Should investors be wary of zero-fee ETF "gimmick"?

As the price war among providers escalates, one manager suggests that investors could find themselves unwittingly hurt

Should investors be wary of zero-fee ETF "gimmick"?

Eyes across the investment-fund world are fixed on the US, where ETF providers are locked in a game of fee one-upmanship. In February, online lending platform SoFi announced plans to launch zero-fee ETFs, cutting ahead of favourites like JP Morgan, BlackRock, and Vanguard. Shortly after that, Salt Financial made another splash by offering to pay investors to buy into its own ETF.

One might consider this trend a win for cost-conscious buyers; after all, every dollar saved on fees is a dollar that goes toward generating returns.
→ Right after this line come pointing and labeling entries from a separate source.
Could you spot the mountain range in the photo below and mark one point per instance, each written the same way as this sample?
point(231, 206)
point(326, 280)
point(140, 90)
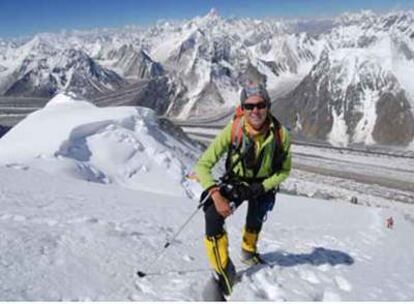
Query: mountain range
point(347, 80)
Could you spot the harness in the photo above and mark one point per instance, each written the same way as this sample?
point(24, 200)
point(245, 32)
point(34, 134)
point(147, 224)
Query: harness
point(240, 141)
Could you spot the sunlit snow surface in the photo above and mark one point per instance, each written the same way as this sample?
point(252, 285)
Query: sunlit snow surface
point(80, 215)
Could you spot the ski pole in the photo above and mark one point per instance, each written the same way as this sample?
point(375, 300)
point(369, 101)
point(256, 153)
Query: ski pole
point(142, 274)
point(223, 180)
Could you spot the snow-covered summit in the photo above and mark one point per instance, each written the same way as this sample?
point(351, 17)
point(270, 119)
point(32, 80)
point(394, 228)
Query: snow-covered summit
point(123, 145)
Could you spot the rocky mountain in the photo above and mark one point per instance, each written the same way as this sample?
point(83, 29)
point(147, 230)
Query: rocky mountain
point(360, 91)
point(42, 70)
point(346, 79)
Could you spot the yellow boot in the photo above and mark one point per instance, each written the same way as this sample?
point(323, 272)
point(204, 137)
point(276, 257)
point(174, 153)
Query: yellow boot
point(249, 253)
point(218, 257)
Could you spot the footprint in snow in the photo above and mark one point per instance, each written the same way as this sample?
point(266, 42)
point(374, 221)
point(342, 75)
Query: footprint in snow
point(309, 276)
point(343, 283)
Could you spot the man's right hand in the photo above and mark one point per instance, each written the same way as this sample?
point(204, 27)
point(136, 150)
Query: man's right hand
point(222, 204)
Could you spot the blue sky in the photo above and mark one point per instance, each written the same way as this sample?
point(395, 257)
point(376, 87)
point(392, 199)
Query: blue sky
point(27, 17)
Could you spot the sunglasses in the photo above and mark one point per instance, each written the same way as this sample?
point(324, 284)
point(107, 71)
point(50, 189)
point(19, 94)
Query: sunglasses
point(251, 106)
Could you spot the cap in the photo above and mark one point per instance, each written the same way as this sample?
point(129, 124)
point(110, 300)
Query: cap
point(254, 89)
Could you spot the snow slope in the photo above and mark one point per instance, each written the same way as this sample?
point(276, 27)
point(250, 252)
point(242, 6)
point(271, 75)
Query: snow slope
point(107, 145)
point(73, 226)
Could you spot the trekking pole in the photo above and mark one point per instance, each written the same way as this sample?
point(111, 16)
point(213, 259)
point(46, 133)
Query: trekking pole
point(223, 179)
point(142, 274)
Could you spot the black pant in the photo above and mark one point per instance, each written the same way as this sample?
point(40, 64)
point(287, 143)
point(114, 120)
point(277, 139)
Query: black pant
point(256, 212)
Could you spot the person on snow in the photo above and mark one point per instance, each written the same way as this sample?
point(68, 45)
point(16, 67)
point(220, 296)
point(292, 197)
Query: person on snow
point(255, 178)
But according to one investment industry professional from Europe, investors will “need to be wary” of zero-fee ETFs

“It’s worth remembering zero fund fees are a misnomer – it’s like when you apply for a mortgage and see all the special offers, but when you look at the small print you see all sorts of clauses,” said Hector McNeil, co-CEO of London-based white-label ETF platform HANetf.

As reported on ETFStrategy, McNeil argued that zero fees are just a gimmick to lure people. While one tracker may be free for investors, it might require them to shift their assets onto a specific platform, which he said could cost them more money and leave them out of the market for a significant amount of time.
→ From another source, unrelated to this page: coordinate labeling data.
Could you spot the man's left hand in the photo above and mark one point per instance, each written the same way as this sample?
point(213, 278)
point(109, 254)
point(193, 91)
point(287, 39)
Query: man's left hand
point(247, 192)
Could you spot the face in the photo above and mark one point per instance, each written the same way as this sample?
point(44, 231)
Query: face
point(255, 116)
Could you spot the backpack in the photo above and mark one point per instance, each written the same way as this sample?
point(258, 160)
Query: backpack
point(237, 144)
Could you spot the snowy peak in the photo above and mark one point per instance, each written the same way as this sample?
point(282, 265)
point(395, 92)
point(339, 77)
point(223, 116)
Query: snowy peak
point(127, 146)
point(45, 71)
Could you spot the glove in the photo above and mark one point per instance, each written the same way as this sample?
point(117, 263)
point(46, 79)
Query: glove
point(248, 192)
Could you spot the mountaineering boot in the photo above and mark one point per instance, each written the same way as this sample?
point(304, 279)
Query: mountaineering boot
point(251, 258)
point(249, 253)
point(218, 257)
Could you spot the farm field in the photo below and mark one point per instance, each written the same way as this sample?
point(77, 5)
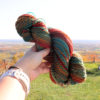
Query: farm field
point(42, 88)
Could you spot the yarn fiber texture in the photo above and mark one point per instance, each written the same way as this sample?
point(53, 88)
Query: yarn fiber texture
point(66, 67)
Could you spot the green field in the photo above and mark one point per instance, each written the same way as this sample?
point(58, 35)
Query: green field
point(43, 89)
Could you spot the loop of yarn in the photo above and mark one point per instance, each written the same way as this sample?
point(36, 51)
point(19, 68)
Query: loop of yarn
point(66, 67)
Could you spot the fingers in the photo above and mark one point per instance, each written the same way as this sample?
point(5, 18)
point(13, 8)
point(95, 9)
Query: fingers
point(44, 52)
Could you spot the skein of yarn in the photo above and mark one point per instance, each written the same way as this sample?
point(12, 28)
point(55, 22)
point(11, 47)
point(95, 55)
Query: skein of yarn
point(66, 67)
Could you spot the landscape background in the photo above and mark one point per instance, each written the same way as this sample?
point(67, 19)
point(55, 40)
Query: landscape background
point(42, 88)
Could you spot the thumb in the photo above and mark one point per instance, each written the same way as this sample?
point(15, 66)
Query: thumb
point(44, 52)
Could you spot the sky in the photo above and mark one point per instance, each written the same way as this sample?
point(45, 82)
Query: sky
point(79, 19)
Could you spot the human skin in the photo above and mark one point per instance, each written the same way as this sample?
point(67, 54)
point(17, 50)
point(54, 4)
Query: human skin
point(31, 63)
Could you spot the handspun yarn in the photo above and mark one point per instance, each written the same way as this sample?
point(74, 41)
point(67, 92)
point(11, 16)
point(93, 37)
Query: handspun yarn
point(66, 67)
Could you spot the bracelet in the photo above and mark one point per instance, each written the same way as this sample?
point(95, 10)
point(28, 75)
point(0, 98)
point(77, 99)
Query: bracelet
point(20, 75)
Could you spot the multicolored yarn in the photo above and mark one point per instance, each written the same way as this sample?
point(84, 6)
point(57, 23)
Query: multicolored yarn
point(67, 67)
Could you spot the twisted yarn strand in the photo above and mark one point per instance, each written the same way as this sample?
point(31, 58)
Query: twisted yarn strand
point(67, 67)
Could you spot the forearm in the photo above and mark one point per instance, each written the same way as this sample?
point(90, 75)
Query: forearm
point(11, 89)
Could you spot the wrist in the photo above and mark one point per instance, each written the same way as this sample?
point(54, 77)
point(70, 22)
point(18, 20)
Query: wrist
point(19, 75)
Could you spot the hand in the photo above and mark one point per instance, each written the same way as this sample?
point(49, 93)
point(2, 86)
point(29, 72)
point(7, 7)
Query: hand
point(32, 64)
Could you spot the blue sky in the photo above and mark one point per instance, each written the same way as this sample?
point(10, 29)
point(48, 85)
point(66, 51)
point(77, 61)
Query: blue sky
point(80, 19)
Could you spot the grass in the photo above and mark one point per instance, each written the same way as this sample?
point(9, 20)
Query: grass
point(43, 89)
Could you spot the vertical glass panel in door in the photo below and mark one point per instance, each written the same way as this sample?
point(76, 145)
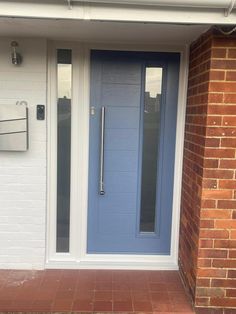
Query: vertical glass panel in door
point(64, 71)
point(150, 149)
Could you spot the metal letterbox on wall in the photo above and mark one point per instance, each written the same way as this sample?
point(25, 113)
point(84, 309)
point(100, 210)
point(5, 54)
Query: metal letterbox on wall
point(13, 127)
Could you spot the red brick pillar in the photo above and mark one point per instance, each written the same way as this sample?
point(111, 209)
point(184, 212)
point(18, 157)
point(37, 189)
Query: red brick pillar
point(208, 212)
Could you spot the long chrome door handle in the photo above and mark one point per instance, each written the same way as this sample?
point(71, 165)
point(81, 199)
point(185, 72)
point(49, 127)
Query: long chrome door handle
point(102, 142)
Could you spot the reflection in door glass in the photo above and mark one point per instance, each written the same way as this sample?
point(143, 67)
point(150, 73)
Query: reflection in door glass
point(151, 135)
point(64, 71)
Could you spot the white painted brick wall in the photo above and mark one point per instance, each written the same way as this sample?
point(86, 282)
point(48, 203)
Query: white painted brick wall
point(23, 174)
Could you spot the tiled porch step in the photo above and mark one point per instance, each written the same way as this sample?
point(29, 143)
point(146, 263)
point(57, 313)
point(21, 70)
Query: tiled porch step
point(93, 291)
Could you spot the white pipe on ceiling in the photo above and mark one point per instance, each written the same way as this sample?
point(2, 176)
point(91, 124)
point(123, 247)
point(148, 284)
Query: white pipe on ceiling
point(217, 4)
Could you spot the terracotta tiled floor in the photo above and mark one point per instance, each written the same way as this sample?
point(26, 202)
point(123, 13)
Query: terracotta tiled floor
point(93, 291)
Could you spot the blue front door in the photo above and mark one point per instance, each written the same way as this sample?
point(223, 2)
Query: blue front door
point(133, 112)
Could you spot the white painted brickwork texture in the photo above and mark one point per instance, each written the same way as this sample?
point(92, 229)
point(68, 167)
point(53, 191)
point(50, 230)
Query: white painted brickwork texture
point(23, 174)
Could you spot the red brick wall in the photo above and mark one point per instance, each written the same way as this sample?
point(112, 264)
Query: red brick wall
point(208, 220)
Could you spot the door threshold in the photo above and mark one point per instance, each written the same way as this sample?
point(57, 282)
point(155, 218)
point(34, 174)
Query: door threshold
point(134, 262)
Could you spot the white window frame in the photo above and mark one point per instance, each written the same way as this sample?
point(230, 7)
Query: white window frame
point(78, 256)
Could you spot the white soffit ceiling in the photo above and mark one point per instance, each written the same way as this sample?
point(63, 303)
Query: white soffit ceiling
point(90, 31)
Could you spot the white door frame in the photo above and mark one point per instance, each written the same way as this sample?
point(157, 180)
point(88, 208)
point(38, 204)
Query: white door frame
point(78, 257)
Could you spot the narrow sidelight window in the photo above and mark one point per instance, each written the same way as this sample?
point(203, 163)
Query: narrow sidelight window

Moving their assets to a given platform, he added, could also limit the choices an investor has, assuming they do not only buy the single, zero-fee tracker. The argument could be taken further if one supposes other options offer promise better performance, but come with higher fees.

“Investors should assess whether the cost and hassle of moving is worth what will be, in all likelihood, a very minuscule saving versus other ETFs,” McNeil said. “It’s not good for the end consumer because price should only be one factor when making an investment choice.”

Investors and advisors may be coming alive to that fact. In its sixth annual investor survey released earlier this year, Brown Brothers Harriman found that professional investors are starting to look beyond the lowest-cost products. Historical fund performance started to appear on par with expense ratio when it comes to ETF selection factors. Coming from last year’s bouts of global market volatility, there’s also been increased interest in tactical vehicles like smart-beta and active ETFs to bolster returns or mitigate risk.

McNeil added that zero-fee ETFs are actually not a new tactic. There were some launched a decade or so ago, he argued, but were quietly dropped later by the provider. Those eager to see no-fee ETFs might say that things are different now — the industry has grown larger, for one thing, with global ETF and ETP assets reaching US$5.32 trillion in February, according to research and consultancy firm ETFGI.

To other ETF market watchers, however, the aggressive price cuts hint at a growing desperation among asset managers. As questions about whether the industry has reached “peak passive” grow louder, funds are getting more eager to quickly acquire investor assets and clear the minimum-asset thresholds that many financial advisors require. Charging shareholders nothing, or even paying them, is an effective way to do that, but it may very well backfire in time.